Since humanity emerged we had been hiding in the shadows. Watching our prey from the safety of the unknown depths. We watched as they discovered farming, and built civilisations. We watched as they waged wars and spread across the planet. We watched and we fed.

It was impossible to stay hidden entirely from that which we hunted, so myths became the new forest of our existence. Our sanctuary from the curious.

But why should we, the gold in the rust, the wheat in the chaff, be forced to subjugate ourselves to our prey? Why should that which is inherently weaker than us grow fat in excess while we starve away from their preying eyes?

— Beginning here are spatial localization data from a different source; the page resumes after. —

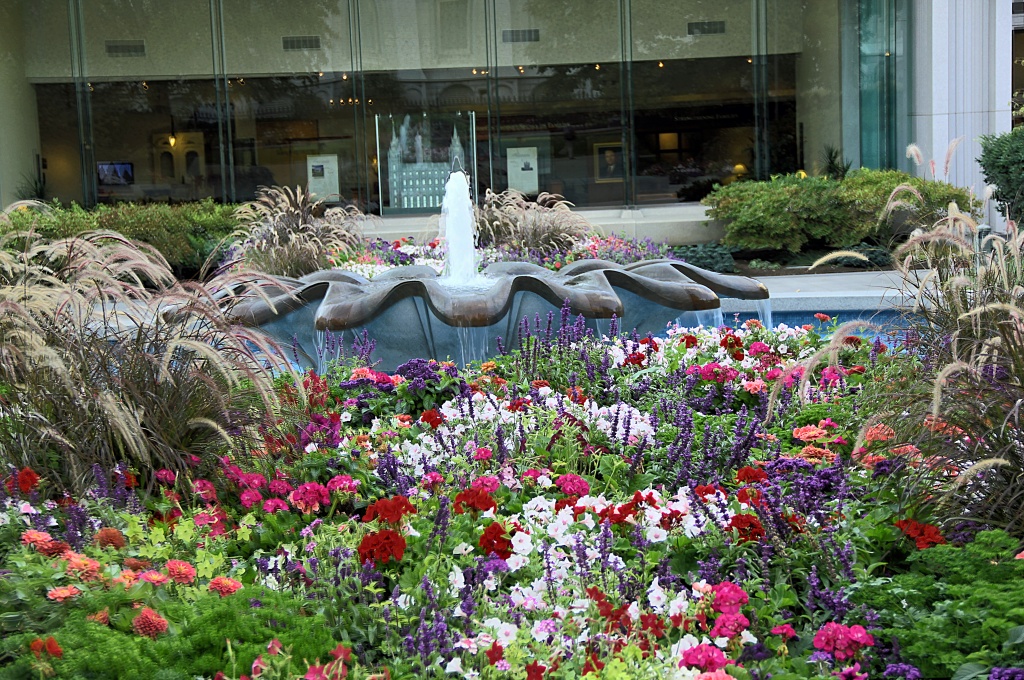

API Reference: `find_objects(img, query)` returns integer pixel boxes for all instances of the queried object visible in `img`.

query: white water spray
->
[440,170,482,286]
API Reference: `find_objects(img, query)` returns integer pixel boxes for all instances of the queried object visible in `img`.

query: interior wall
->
[0,2,42,206]
[793,0,842,174]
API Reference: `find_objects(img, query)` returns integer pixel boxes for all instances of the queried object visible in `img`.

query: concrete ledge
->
[363,202,723,246]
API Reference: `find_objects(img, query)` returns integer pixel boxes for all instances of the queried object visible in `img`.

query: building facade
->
[0,0,1012,238]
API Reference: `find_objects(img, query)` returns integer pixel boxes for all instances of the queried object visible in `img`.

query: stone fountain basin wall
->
[235,259,768,372]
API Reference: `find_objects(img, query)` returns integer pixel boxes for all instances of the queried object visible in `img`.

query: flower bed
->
[3,313,1024,679]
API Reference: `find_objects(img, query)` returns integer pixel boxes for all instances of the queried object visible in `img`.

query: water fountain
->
[234,170,770,371]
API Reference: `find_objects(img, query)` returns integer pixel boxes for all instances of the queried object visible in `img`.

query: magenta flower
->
[710,581,749,615]
[471,476,501,493]
[289,482,331,514]
[155,469,176,485]
[263,498,289,514]
[268,479,293,495]
[555,474,590,496]
[240,488,263,509]
[327,474,360,494]
[680,644,728,672]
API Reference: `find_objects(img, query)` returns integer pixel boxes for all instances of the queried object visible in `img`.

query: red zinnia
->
[132,607,168,638]
[208,576,243,597]
[895,518,946,549]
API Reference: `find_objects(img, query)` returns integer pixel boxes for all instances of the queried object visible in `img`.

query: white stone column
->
[911,0,1013,229]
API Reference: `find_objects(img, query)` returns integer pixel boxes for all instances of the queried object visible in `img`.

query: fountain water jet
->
[235,168,770,370]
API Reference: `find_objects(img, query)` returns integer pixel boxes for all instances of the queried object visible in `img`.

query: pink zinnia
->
[208,576,243,597]
[140,570,170,586]
[166,560,196,584]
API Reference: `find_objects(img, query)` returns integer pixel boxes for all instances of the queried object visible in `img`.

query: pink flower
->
[269,479,293,495]
[710,581,749,615]
[813,622,874,661]
[421,472,444,491]
[473,447,493,461]
[155,469,176,485]
[471,476,501,493]
[239,473,267,489]
[327,474,360,494]
[747,341,772,357]
[771,624,798,639]
[680,644,728,672]
[140,570,170,586]
[289,482,331,514]
[192,479,217,502]
[166,560,197,584]
[263,498,290,513]
[208,575,243,597]
[240,488,263,509]
[555,474,590,496]
[710,612,749,638]
[742,379,767,394]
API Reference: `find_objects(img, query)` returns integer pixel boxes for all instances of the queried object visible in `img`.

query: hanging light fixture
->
[168,117,177,147]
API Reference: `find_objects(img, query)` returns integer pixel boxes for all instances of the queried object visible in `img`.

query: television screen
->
[97,161,134,186]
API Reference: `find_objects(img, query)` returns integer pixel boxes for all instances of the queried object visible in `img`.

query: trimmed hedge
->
[979,127,1024,224]
[2,199,238,275]
[702,168,981,253]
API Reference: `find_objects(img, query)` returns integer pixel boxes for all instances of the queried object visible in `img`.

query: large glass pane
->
[357,0,490,214]
[858,0,909,169]
[767,0,844,176]
[490,0,626,208]
[629,1,760,204]
[223,0,361,204]
[71,1,224,205]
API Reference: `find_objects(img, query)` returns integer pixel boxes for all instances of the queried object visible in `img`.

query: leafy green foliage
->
[979,127,1024,223]
[703,169,980,253]
[671,242,737,273]
[0,199,236,276]
[852,532,1024,678]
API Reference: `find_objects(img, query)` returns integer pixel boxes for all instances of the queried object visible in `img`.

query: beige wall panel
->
[358,0,489,72]
[793,0,842,173]
[0,2,42,205]
[22,1,72,81]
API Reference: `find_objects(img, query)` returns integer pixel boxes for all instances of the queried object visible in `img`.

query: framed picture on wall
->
[593,143,624,183]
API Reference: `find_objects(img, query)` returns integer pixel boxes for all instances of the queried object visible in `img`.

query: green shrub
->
[1,199,237,275]
[703,169,980,253]
[671,243,736,273]
[979,127,1024,223]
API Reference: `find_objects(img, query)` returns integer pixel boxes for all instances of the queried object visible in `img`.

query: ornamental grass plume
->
[0,202,296,495]
[131,607,168,638]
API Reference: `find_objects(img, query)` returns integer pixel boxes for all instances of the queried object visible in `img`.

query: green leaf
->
[1004,625,1024,647]
[951,663,989,680]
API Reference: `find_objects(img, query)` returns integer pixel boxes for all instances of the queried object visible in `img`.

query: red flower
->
[895,518,946,549]
[132,608,169,638]
[30,636,62,659]
[693,484,724,501]
[680,334,699,348]
[639,337,660,351]
[5,467,40,495]
[363,496,417,525]
[420,409,444,429]
[358,529,407,565]
[736,466,768,484]
[479,521,513,559]
[623,352,647,366]
[720,334,743,350]
[208,576,243,597]
[453,488,497,515]
[525,661,547,680]
[566,386,588,404]
[726,513,765,542]
[485,642,504,665]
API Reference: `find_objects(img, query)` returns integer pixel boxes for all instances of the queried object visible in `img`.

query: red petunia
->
[358,529,407,565]
[479,521,513,560]
[693,484,724,501]
[484,642,504,665]
[680,334,699,348]
[525,661,547,680]
[363,496,417,525]
[895,518,946,549]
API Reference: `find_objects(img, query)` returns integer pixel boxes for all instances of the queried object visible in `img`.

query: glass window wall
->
[0,0,905,212]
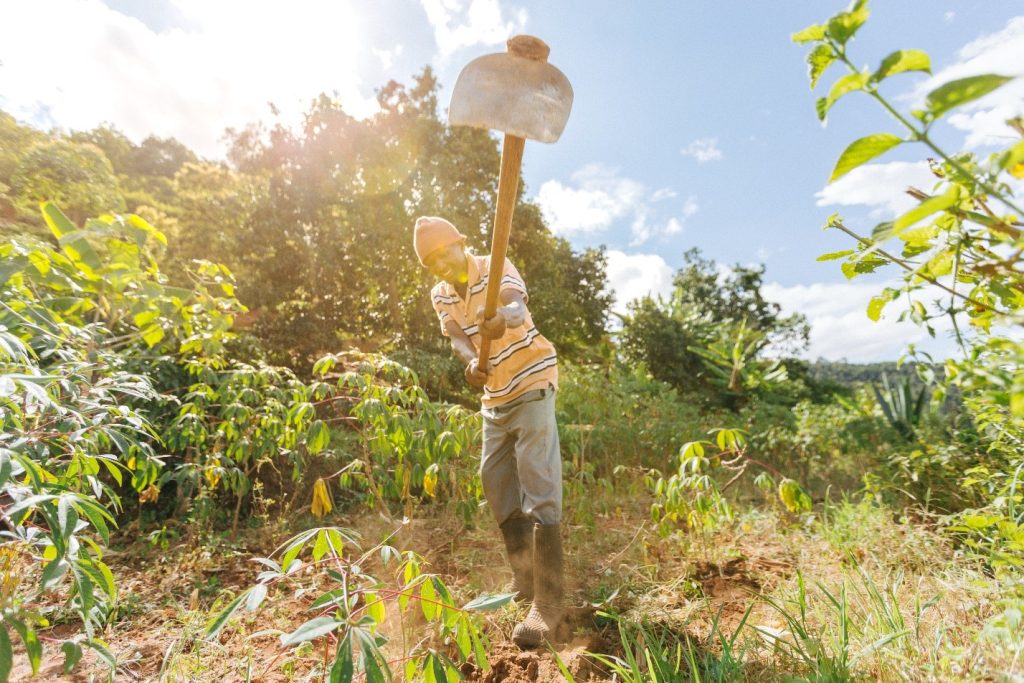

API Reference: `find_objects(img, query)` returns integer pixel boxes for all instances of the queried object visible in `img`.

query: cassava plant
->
[0,203,242,679]
[649,428,812,538]
[206,525,512,682]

This question sat with me for the longest time. Burned itself into the depths of my brain until every breath, every mouthful of blood I took from those creatures was tainted with the thought. The anger at the injustice. I knew, I knew we were the greater species. We deserved power. We deserved freedom.

So began the long wait. Waiting for the time to strike. The time when victory would be sure to fall on us, the worthy. The hunters. The powerful. And as any predator knows, patience is key to success. Only when your prey is no longer searching for your advance can you strike. Only when their eyes are filmed with safety and plenty will the kill be in your hands. So I, and every other noble member of this great species, waited. Watched once more. But now in the long depths of night, when the ice burns up your bones as the world falls away into frost and shadow, we have something to comfort ourselves with. Something to ease the ache, the hunger for our greatness. For the life that we deserved.

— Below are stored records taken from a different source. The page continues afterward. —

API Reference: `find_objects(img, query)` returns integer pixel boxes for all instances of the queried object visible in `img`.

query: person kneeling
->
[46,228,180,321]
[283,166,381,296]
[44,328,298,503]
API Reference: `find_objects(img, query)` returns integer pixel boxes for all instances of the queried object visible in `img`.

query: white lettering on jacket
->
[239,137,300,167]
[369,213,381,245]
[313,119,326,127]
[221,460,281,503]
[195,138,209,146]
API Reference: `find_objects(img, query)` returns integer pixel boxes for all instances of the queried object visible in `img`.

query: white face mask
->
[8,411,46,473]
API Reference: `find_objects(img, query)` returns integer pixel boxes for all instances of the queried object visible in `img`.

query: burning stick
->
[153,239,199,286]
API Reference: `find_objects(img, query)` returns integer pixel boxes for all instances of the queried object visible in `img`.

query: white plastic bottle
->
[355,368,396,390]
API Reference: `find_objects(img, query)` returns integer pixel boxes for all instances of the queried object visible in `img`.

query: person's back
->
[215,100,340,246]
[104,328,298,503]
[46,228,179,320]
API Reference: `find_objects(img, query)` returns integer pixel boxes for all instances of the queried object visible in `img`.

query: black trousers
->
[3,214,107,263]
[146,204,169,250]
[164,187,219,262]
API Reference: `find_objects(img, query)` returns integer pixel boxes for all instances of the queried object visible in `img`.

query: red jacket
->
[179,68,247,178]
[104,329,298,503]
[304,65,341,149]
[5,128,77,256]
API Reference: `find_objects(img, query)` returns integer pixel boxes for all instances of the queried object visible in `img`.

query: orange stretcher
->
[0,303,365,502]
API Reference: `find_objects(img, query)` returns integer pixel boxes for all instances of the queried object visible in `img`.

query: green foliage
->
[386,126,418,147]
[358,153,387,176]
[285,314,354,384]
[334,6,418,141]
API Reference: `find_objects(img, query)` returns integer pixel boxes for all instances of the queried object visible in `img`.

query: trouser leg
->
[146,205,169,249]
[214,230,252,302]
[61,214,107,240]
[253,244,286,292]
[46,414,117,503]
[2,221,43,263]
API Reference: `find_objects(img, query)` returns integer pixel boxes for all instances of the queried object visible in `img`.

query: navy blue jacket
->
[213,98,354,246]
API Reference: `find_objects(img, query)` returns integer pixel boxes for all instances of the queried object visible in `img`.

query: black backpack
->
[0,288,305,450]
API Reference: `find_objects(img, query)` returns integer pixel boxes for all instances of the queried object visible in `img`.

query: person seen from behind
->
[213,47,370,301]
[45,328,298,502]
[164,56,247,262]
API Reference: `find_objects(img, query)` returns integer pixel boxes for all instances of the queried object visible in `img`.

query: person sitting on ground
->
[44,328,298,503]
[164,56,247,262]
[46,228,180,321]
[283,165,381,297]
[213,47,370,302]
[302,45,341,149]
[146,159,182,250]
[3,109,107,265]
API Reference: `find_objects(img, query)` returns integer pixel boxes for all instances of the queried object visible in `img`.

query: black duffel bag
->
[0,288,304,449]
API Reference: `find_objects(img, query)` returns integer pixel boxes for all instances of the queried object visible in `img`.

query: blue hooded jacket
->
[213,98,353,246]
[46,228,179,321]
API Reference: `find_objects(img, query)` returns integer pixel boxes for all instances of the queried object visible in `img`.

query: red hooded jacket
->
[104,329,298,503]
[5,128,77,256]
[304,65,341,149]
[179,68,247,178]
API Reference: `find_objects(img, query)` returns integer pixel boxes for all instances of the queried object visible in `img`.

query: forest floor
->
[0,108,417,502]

That time did come. Just as the wolf catches the dear, just as flames consume the hall and ruin runs through the streets of empires the time came for the fall of humanity. They who had grown confident in their might, arrogant in their plenty were torn down from their self-proclaimed pedestals and learnt what it was to suffer underfoot. To choke on the dust of your own ruin. How we relished in that time. Never had we known a time of more plenty than then. The ground ran red for a century.

Until those insufferable wretches thought that they might be greater than us. Mighty in some way. That was a fight most pleasurable. For I knew they would never truly rise again. There is no greater joy in this world than to see the old masters trapped in self-forged chains. And now they were those few children, creatures that they were who sought glory? Let them know in their dying breaths that this, the riches of the world, will never be theirs again.